Prisoner-Workers Strike in Alabama

Inmates at Staton Correctional Facility in Elmore, Alabama. Image source: AP Photo/Kim Chandler.

Thousands of prisoners in the Alabama state prison system have gone on strike, refusing to cook, clean, conduct regular maintenance, or labor to produce the license plates and furniture that they commonly make and from which the corrections system profits.

The inmates are striking to put an end to a long list of grievances, including overcrowding, filthy conditions, violence against inmates, poor medical care, understaffing, inefficient parole processes, and “inhumane treatment” in general. The prisoners are accusing the state of violating their 8th Amendment rights against excessive bail, excessive fines, and “cruel and unusual punishments.” 

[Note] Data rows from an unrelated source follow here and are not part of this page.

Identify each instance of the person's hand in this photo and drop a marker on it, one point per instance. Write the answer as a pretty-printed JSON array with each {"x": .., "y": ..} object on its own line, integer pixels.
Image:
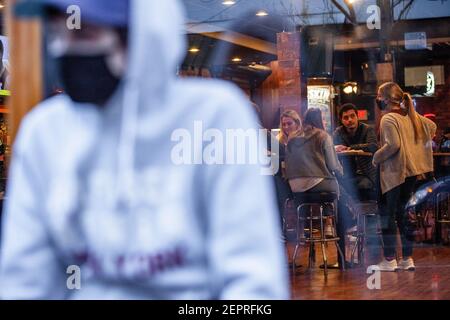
[
  {"x": 374, "y": 163},
  {"x": 341, "y": 148}
]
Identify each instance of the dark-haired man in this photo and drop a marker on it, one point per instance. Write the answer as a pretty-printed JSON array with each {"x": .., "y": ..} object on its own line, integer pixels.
[{"x": 355, "y": 135}]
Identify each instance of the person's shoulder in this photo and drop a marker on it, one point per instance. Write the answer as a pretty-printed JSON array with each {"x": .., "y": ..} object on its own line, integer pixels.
[
  {"x": 50, "y": 118},
  {"x": 46, "y": 113},
  {"x": 367, "y": 127},
  {"x": 390, "y": 118},
  {"x": 217, "y": 99},
  {"x": 339, "y": 131}
]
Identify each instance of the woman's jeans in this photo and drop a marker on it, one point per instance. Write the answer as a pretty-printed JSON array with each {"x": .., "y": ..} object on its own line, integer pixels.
[{"x": 392, "y": 211}]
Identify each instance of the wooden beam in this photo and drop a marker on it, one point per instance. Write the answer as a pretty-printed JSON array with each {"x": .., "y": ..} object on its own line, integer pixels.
[
  {"x": 232, "y": 37},
  {"x": 346, "y": 43},
  {"x": 26, "y": 67},
  {"x": 244, "y": 41}
]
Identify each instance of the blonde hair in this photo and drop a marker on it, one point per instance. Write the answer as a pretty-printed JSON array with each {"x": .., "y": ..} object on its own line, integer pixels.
[
  {"x": 294, "y": 116},
  {"x": 393, "y": 93}
]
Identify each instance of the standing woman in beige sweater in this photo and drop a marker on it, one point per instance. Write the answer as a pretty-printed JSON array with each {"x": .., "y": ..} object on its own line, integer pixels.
[{"x": 406, "y": 153}]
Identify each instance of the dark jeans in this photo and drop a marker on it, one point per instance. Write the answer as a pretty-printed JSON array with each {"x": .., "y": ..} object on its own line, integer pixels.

While their strike began only days after a wounded inmate suffered incomplete and perhaps inadequate medical treatment, inmates and activists outside the system had been organizing for the strike for months. Their demands include guarantees of the right to parole for those eligible; repeal of the state’s Habitual Felony Offender Act; an end of life-without-parole sentences; reduction of the time needed for parole eligibility (from 30 to 15 years); creation of a board to oversee the Alabama parole process; streamlined procedures for medical furlough; ensuring that eligible persons receive less time for doing so-called “good time;” and the establishment of an “integrity unit” to investigate possible wrongful convictions.

These grievances and the list of proposed reforms all highlight the reality of prisons in Alabama and other states: prisoners are regularly abused and exploited, and they have been for at least one hundred and fifty years. Alabama has a long history of employing prisoners for profit through the convict leasing system, in which they made small commodities like leather bags and saddles. But they also did backbreaking labor in coal mines for private companies like the Tennessee Coal, Iron and Railway Company, which profited handsomely while hundreds died grisly deaths years before their sentences were up. 

The current prisoners’ action also shows that even under terrible conditions, they have potential power. Like workers elsewhere, they have the ability to withhold their labor, without which society cannot run. While it remains to be seen if they will disrupt the normal functioning of the prisons enough to win any or all of their demands, they are showing that organizing together and taking collective action can be a powerful tool for both workers’ self-defense and also to drive social change, wherever there is exploitation and oppression.